Divergent transitions in Beta model

Hi everyone,

I am fitting a reasonably standard Fay-Herriot style Beta regression model with rstan in R. As some of you may know the mean-precision parameterization of the Beta distribution gives

\theta_i \sim Beta(\alpha_i = \mu_i \phi_i, \kappa = \phi_i - \alpha_i)

where \theta_i and \psi_i are known direct proportion estimators (bounded between 0 and 1) and their respective sampling variances (bounded between 0 and 0.25). Also note the following relationship

\phi_i = \frac{\mu_i (1-\mu_i)}{\psi_i} - 1.

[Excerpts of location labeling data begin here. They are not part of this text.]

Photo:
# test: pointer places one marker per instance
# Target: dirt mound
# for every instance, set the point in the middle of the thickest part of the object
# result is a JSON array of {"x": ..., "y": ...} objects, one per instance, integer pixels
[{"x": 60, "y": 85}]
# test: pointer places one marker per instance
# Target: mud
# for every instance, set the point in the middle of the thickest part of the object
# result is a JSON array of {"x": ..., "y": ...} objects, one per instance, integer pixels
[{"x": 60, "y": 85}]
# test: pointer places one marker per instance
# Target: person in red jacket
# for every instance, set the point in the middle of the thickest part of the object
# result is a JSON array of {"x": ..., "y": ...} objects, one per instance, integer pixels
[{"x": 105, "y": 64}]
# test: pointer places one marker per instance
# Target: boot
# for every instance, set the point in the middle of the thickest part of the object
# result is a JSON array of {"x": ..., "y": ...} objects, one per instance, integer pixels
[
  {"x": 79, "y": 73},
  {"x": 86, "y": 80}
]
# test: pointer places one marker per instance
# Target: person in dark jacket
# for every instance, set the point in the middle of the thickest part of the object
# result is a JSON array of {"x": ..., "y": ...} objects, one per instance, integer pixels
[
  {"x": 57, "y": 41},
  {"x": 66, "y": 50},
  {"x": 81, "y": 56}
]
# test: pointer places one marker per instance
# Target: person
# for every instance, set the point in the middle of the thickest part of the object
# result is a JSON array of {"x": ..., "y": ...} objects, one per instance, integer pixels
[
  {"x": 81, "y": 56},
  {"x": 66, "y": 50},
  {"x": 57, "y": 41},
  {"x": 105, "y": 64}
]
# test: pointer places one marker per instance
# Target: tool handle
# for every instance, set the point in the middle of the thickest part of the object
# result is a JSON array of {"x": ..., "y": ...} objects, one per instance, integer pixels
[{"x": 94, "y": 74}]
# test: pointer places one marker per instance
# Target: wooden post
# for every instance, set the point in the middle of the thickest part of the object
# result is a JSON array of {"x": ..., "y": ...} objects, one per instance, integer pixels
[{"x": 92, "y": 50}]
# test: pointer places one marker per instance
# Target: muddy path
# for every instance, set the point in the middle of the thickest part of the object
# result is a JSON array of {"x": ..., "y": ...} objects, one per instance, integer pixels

The model fits well in Stan, but unfortunately, I cannot find a way to reduce the number of divergent iterations. About 25% of my iterations diverge even though the Rhat’s are very good (i.e. < 1.001). Upon inspection of the pairs() plots, we see that the parameters specified in the transformed parameters block are (by design) exact transformations of other parameters. I am worried that these transformations are causing Stan to diverge, because of the perfect correlation between parameters.

A second problem is the initial values. Unless specifying init = 0, the Stan model cannot find a suitable starting value and does not even start sampling. The error it gives it related to unallowed values of \alpha_i.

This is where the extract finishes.